Juli lalu, karyanya tampil di Goodman Arts Centre, Singapura. Ia baru saja unjuk karya dalam perhelatan Indonesia Bertutur di kawasan Candi Borobudur, Magelang, Jawa Tengah, dan tampil dalam konser tunggal terbatas yang diselenggarakan Kedutaan Besar Amerika Serikat dalam rangkaian acara pertemuan G-20 di Prambanan, Daerah Istimewa Yogyakarta. “Waktu itu saya membawakan karya berjudul Air, tentang ancaman plastik, merenung, dan mereka menangis,” kata Peni, yang sebelumnya meluncurkan karya berjudul Swarnadwipa berkolaborasi dengan Kitapoleng Bali.

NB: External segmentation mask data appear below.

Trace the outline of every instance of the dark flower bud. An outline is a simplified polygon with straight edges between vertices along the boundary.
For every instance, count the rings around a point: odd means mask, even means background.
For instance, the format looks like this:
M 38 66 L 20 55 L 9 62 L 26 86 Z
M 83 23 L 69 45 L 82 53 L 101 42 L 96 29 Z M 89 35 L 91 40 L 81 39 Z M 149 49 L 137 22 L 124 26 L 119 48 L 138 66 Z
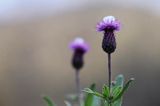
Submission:
M 72 57 L 72 65 L 73 67 L 76 69 L 76 70 L 79 70 L 80 68 L 83 67 L 83 54 L 84 54 L 84 51 L 82 50 L 76 50 L 73 54 L 73 57 Z
M 106 53 L 113 53 L 116 49 L 116 39 L 114 31 L 119 31 L 120 23 L 113 17 L 104 17 L 101 22 L 97 24 L 97 31 L 103 31 L 102 48 Z
M 102 48 L 107 53 L 113 53 L 116 49 L 116 39 L 113 32 L 105 32 L 102 41 Z
M 72 66 L 76 70 L 80 70 L 83 67 L 83 56 L 88 51 L 88 45 L 82 38 L 76 38 L 70 45 L 73 50 Z

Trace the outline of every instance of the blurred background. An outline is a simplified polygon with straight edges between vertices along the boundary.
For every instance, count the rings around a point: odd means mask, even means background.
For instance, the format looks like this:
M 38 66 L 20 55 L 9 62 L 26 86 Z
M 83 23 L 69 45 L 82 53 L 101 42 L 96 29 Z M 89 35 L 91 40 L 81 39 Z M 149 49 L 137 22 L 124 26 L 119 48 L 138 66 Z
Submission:
M 112 55 L 113 77 L 134 77 L 123 106 L 160 106 L 159 0 L 0 0 L 0 106 L 45 106 L 49 95 L 64 106 L 74 93 L 68 44 L 90 44 L 82 88 L 107 83 L 107 55 L 95 26 L 104 16 L 122 23 Z

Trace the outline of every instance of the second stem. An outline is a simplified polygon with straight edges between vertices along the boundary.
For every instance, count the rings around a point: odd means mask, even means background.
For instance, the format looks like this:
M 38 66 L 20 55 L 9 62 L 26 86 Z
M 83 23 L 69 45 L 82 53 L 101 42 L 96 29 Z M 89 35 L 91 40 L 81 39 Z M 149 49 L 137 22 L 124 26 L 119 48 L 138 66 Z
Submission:
M 76 70 L 76 88 L 78 95 L 78 104 L 81 106 L 81 86 L 80 86 L 80 78 L 79 78 L 79 70 Z
M 112 81 L 112 74 L 111 74 L 111 54 L 108 53 L 108 83 L 109 83 L 109 91 L 111 92 L 111 81 Z

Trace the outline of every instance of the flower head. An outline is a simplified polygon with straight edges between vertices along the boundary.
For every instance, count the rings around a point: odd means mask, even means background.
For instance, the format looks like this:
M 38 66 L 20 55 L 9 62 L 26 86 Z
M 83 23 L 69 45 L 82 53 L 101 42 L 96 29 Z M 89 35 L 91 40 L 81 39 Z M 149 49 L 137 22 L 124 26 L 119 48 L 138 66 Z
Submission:
M 70 48 L 73 50 L 73 57 L 72 57 L 72 66 L 79 70 L 83 67 L 83 55 L 89 49 L 88 44 L 82 38 L 76 38 L 71 44 Z
M 73 42 L 71 42 L 70 48 L 73 51 L 81 51 L 84 53 L 89 49 L 88 44 L 82 38 L 76 38 Z
M 114 16 L 106 16 L 97 26 L 97 31 L 119 31 L 120 23 Z
M 118 31 L 119 29 L 120 23 L 114 16 L 104 17 L 103 20 L 97 24 L 97 31 L 104 32 L 102 48 L 108 54 L 113 53 L 116 49 L 116 38 L 114 31 Z

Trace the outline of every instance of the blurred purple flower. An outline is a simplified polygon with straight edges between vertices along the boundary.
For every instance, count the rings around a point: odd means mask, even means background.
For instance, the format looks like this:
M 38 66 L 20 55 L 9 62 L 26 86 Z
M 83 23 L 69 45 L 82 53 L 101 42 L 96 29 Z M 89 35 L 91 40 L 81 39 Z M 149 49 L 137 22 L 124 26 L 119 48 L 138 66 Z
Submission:
M 73 42 L 70 44 L 70 48 L 75 51 L 82 51 L 87 52 L 89 47 L 88 44 L 84 41 L 82 38 L 76 38 Z
M 120 30 L 120 23 L 118 20 L 115 19 L 114 16 L 106 16 L 103 18 L 102 21 L 100 21 L 97 26 L 97 31 L 106 31 L 106 30 L 111 30 L 111 31 L 119 31 Z
M 84 64 L 83 55 L 89 49 L 88 44 L 82 38 L 76 38 L 71 42 L 70 48 L 74 52 L 72 57 L 72 66 L 76 70 L 80 70 Z

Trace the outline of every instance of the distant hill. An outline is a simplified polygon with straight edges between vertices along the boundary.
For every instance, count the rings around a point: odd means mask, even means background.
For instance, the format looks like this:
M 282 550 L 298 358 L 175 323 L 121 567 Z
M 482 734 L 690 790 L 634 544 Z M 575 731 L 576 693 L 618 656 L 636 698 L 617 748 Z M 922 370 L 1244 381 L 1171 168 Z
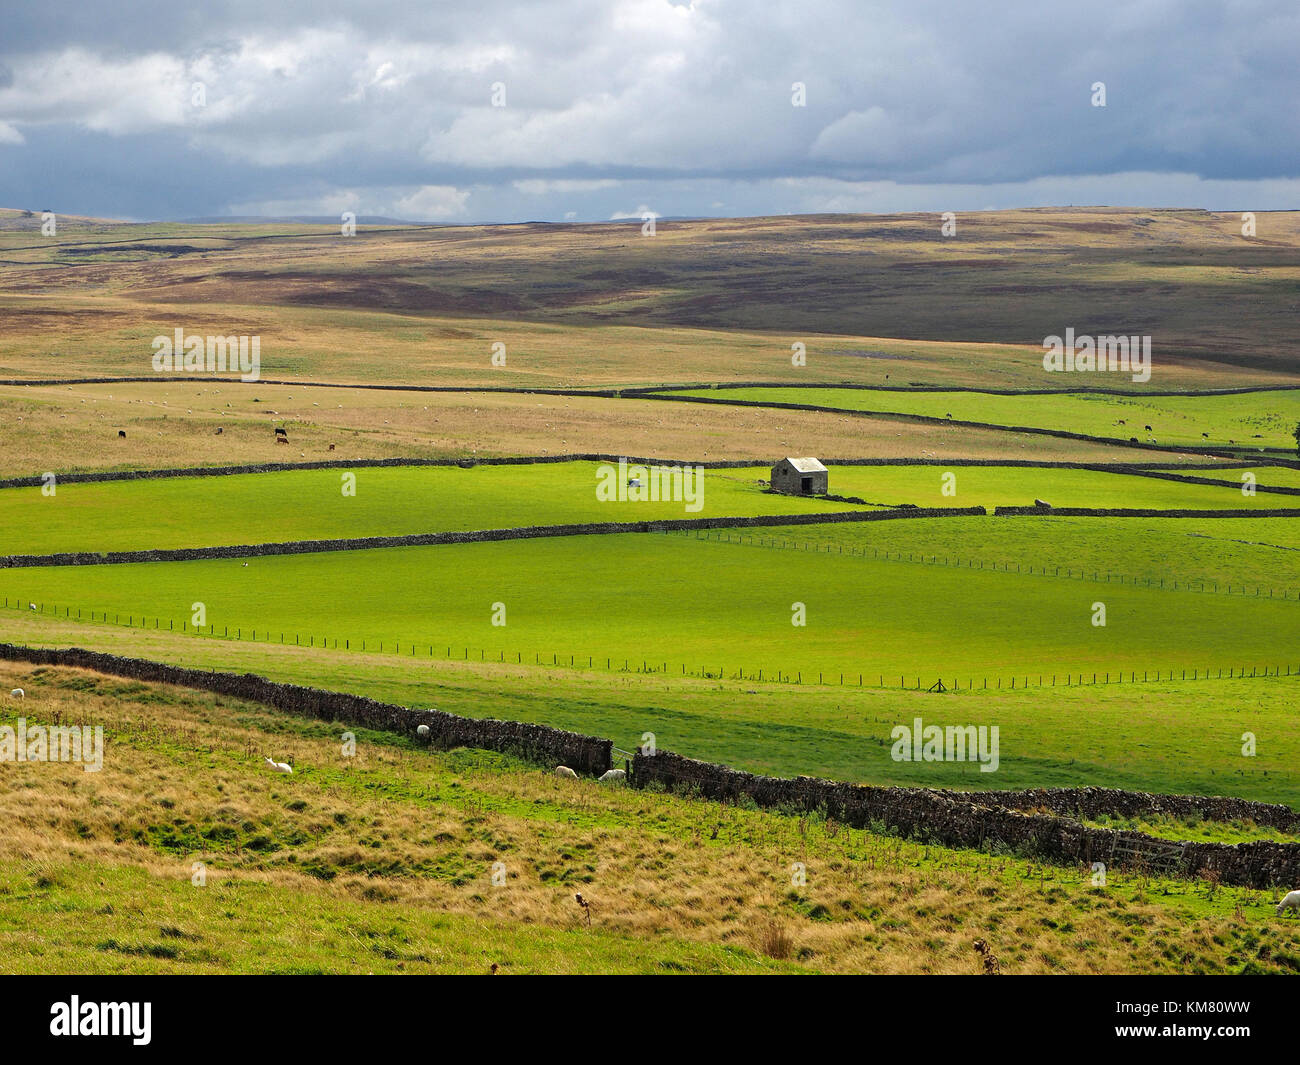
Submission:
M 214 225 L 283 225 L 293 223 L 306 226 L 336 226 L 340 222 L 338 215 L 330 214 L 294 214 L 294 215 L 260 215 L 229 214 L 208 215 L 203 218 L 181 218 L 177 224 L 185 226 Z M 427 222 L 412 222 L 405 218 L 388 218 L 384 215 L 358 215 L 359 226 L 423 226 Z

Rupanya, para juri penghargaan Aga Khan telah mengintip aktivitas seniman Sukoharjo, Jawa Tengah, ini. Upaya Peni mempertahankan dan mengembangkan seni tradisi untuk anak-anak muda serta terus terlibat dalam berbagai kegiatan sosial-budaya terbukti diakui. Selama ini Peni tidak bergerak sendiri dengan kemampuannya dalam mengolah vokal dan memainkan alat musik Jawa, tapi bersama suaminya, Dwi Nugroho, dan Yayasan Jagad Sentana Art. Jika harus tampil dalam pertunjukan terbatas, Peni biasanya hanya membawa rebab buatan suaminya atau cuma diiringi satu musikus.

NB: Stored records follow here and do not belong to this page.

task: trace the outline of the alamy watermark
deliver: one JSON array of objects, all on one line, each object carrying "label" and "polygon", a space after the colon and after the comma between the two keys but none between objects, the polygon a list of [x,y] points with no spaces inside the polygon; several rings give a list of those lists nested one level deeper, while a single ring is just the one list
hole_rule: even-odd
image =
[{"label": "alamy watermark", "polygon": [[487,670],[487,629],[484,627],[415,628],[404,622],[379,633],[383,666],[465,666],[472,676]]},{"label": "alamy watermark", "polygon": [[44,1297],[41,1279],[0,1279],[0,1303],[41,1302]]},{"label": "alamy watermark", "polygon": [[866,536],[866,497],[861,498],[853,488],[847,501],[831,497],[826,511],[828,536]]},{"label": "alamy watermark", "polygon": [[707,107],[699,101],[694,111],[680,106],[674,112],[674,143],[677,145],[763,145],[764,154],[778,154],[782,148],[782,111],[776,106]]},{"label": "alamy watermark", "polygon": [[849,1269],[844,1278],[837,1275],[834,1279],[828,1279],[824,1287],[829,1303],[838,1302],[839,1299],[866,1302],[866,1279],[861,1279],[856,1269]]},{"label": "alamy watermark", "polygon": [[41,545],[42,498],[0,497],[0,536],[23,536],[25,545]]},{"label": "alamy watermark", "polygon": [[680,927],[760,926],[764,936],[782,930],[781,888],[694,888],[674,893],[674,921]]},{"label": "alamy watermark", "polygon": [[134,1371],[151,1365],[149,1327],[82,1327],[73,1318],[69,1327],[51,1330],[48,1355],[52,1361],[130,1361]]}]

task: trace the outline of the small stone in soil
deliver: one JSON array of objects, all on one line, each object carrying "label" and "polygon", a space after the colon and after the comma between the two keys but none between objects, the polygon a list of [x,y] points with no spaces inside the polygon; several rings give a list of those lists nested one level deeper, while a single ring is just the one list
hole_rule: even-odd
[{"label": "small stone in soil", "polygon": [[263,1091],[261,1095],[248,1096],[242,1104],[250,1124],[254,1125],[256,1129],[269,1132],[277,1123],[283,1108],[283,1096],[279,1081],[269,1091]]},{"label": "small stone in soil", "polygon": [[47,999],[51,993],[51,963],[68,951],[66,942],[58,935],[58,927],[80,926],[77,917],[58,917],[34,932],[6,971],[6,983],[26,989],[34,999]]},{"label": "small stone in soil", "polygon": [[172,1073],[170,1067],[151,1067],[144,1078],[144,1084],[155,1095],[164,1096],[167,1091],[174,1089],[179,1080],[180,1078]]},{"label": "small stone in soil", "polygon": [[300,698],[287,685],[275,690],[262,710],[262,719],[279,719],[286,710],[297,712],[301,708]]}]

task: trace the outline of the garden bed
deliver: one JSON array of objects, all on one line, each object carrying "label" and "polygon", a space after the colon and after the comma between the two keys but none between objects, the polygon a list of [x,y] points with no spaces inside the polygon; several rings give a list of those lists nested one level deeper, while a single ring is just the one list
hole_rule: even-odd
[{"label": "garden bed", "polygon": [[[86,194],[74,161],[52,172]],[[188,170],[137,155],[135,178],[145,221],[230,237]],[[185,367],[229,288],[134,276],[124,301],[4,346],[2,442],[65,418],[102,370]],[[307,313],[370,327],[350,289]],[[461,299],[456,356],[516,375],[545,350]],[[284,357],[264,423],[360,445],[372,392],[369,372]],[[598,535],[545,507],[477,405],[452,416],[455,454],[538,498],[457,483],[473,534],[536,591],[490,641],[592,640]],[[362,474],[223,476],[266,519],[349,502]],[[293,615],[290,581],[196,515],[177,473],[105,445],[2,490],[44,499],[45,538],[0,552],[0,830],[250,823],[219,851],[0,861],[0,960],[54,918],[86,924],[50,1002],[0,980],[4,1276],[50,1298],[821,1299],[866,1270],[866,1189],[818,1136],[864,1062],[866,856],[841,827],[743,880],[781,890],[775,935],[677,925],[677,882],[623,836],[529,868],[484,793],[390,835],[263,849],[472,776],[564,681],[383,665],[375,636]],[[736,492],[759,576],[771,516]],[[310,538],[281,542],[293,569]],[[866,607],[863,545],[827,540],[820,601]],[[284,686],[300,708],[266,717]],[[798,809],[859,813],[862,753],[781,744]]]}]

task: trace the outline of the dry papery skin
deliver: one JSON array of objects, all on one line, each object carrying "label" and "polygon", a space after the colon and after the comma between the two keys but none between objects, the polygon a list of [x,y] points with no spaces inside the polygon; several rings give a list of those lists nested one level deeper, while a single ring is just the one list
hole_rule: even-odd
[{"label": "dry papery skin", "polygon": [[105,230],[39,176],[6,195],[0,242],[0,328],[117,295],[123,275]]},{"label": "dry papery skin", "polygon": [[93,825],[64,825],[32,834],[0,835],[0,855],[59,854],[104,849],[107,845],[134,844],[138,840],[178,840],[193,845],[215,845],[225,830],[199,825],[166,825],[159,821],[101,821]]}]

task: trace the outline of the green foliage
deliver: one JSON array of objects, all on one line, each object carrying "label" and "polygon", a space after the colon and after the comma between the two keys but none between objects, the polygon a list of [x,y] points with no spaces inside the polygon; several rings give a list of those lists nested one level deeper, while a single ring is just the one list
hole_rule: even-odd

Peni Candra Rini akan mengikuti acara diplomasi kebudayaan dunia melalui program residensi dalam OneBeat X di Taos, New Mexico, Amerika Serikat, pada 17 Oktober-7 November mendatang. Setelah menerima penghargaan Aga Khan, dia akan terbang ke New Mexico dan kemudian ke Los Angeles untuk memberikan workshop dan bertemu dengan pengelola Skirball Museum. Ia juga sudah menyimpan agenda pada 2023 berupa konser istimewa dengan Kronos Quartet, kelompok musik berbasis di San Francisco, Amerika Serikat.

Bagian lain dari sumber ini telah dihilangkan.